Unfortunately, I told him, without knowing his coronary anatomy I had no way to know which treatment was best. He understood, but I could see he felt horribly trapped. It turned out not only was he desperately afraid of dying of a heart attack, he recognized his reason for refusing the procedure was foolish, which only embarrassed him further.
“You know that everyone involved in the procedure is a medical professional,” I reminded him. He nodded.
“If you were missing a portion of your lung,” I argued, “would you be embarrassed about getting a chest x-ray?”
“Because…because…I don’t know…”
I studied him for a minute. Then I ventured, “Maybe because your lungs have nothing to do with your manhood…?”
His expression grew pained. Then he nodded. “You must think I’m being ridiculous. At my age.”

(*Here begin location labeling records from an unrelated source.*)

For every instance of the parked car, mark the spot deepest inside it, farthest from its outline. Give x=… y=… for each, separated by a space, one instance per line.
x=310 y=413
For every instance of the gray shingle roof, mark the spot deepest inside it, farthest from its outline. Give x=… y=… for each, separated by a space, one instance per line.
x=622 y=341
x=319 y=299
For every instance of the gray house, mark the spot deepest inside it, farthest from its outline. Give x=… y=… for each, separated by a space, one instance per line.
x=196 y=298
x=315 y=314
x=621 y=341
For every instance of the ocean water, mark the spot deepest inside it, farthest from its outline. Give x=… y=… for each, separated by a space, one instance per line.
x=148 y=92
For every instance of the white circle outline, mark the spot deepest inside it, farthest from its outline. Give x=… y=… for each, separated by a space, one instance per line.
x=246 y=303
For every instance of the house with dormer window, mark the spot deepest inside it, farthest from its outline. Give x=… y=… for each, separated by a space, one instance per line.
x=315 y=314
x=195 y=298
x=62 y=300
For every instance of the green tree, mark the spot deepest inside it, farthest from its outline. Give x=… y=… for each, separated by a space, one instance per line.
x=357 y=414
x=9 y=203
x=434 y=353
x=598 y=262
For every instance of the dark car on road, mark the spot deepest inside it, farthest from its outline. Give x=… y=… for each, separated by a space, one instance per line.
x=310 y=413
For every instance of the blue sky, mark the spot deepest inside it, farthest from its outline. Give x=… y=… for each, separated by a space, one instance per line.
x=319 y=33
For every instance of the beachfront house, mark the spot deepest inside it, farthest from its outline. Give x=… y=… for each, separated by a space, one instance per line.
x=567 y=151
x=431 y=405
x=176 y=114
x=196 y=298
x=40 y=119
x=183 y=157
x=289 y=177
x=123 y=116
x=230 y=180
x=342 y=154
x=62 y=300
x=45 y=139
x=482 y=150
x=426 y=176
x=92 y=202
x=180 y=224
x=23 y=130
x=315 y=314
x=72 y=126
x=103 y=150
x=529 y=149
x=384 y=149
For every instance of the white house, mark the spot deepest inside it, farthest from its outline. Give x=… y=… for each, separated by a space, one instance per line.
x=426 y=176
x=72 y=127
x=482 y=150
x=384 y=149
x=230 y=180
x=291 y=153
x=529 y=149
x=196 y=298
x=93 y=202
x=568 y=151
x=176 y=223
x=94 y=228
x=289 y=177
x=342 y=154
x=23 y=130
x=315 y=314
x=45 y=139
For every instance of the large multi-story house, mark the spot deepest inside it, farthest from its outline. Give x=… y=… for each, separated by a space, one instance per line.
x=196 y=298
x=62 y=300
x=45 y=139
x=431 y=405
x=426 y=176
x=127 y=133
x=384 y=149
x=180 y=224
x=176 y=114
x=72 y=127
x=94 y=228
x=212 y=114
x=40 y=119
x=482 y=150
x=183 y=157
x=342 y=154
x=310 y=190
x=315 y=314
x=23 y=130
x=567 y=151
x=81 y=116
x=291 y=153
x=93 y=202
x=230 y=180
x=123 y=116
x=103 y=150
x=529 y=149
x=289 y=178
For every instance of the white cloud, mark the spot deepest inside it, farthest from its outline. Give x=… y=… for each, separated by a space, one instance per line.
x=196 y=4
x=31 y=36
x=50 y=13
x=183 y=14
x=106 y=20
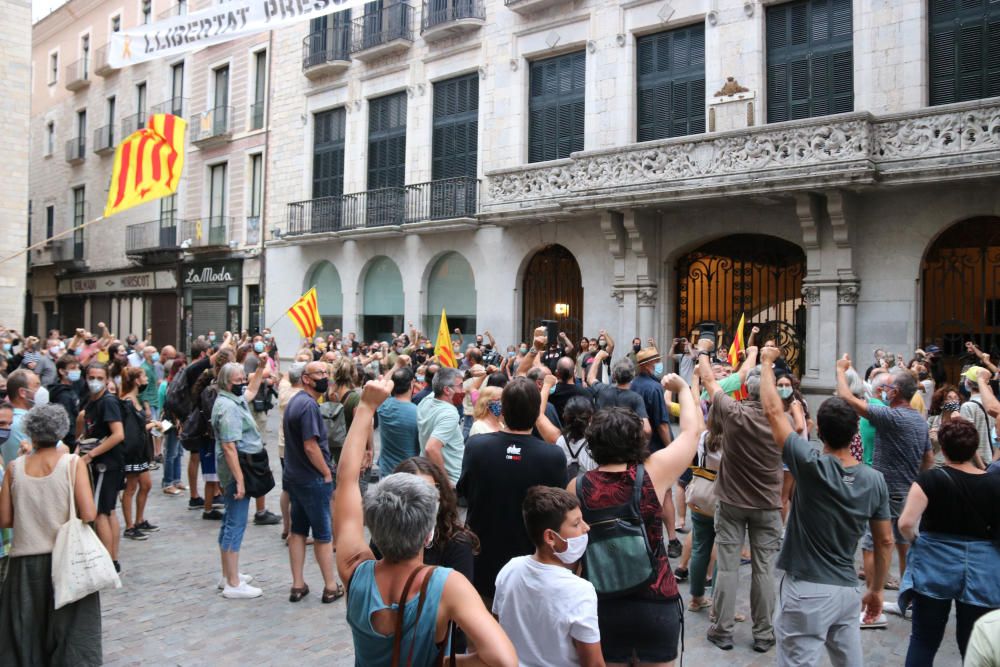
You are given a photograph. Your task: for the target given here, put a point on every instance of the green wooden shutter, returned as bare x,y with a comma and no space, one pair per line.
556,106
964,50
328,153
810,62
454,143
671,83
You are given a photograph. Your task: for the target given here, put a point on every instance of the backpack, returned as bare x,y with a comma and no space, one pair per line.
619,560
700,492
178,400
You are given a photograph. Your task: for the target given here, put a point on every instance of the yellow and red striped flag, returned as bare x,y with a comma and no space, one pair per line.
734,355
442,348
305,314
148,164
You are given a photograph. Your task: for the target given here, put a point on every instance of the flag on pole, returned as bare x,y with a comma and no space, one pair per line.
305,314
442,348
734,355
148,164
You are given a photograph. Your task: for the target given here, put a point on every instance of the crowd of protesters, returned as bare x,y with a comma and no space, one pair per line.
524,507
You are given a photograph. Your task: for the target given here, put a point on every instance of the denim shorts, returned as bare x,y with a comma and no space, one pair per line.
206,455
311,509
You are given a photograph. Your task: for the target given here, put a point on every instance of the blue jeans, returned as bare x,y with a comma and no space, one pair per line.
310,508
234,523
930,616
173,454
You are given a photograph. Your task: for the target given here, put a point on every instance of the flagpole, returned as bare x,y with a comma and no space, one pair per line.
41,244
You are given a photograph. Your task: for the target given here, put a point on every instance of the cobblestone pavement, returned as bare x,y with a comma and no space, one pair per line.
168,611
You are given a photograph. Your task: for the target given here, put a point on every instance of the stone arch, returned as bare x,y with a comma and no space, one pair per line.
324,276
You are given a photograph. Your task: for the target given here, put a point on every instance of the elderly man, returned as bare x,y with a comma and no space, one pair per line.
749,492
438,423
902,447
308,479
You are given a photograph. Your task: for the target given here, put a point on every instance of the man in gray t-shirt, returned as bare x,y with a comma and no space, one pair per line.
902,446
835,499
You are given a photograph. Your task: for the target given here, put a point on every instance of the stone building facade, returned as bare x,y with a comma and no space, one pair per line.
15,82
131,270
875,226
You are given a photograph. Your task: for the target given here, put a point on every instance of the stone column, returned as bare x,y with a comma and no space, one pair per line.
847,306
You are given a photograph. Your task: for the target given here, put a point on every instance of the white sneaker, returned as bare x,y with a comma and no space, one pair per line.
242,592
244,579
880,622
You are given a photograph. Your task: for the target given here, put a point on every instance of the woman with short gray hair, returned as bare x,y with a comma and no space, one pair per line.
35,500
235,432
401,513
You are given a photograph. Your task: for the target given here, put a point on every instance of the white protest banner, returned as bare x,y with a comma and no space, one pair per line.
218,23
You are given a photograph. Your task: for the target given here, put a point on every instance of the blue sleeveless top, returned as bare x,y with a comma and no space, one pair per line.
372,648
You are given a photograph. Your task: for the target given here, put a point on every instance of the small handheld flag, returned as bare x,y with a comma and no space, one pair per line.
442,348
148,164
305,314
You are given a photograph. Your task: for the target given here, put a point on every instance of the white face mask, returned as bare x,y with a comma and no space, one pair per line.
575,548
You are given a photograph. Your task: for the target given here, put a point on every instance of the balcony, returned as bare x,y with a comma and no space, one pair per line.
385,211
845,150
176,106
78,75
441,19
212,126
76,150
148,241
326,52
382,33
67,254
531,6
257,116
105,140
101,65
136,121
206,233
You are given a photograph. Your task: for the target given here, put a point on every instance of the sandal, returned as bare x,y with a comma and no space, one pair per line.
331,596
698,606
297,594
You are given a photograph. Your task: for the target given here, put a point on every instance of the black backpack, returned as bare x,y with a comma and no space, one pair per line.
619,560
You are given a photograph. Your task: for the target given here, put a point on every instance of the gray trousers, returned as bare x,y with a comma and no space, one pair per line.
812,616
732,524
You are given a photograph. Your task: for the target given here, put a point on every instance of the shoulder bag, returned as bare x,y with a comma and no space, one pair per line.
80,563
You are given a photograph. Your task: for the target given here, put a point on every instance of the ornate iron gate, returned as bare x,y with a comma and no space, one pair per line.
961,290
760,276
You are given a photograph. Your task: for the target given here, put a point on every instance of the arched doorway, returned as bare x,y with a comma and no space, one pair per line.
552,277
383,301
451,285
329,294
960,277
752,274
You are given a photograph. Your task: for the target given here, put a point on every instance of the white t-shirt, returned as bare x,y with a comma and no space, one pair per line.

“No,” I replied. “I completely understand. We’re not in charge of how we feel about a lot of things.” I paused. “All I can think to tell you is that manhood, in my view, has nothing to do with anatomy. It has to do with your character. With doing what’s hard because it’s best.”
Clark didn’t agree to having the catheterization that day. I told him to think about it, knowing a tincture of time is often what people most need to be able to adjust their thinking.
Which, in fact, he did. A week later he called me to tell me he wanted to go ahead with it, and he had it done the next day. We found what in medicine we call a “widowmaker” lesion—a 90% blockage of his left main coronary artery, which bought him a bypass operation the day after that.
Several months later he returned to my office for a follow up. He still felt embarrassed that he’d almost put his ego before his health, he said with a laugh, but that otherwise he was feeling fine. I told him I was glad his ego had listened to reason.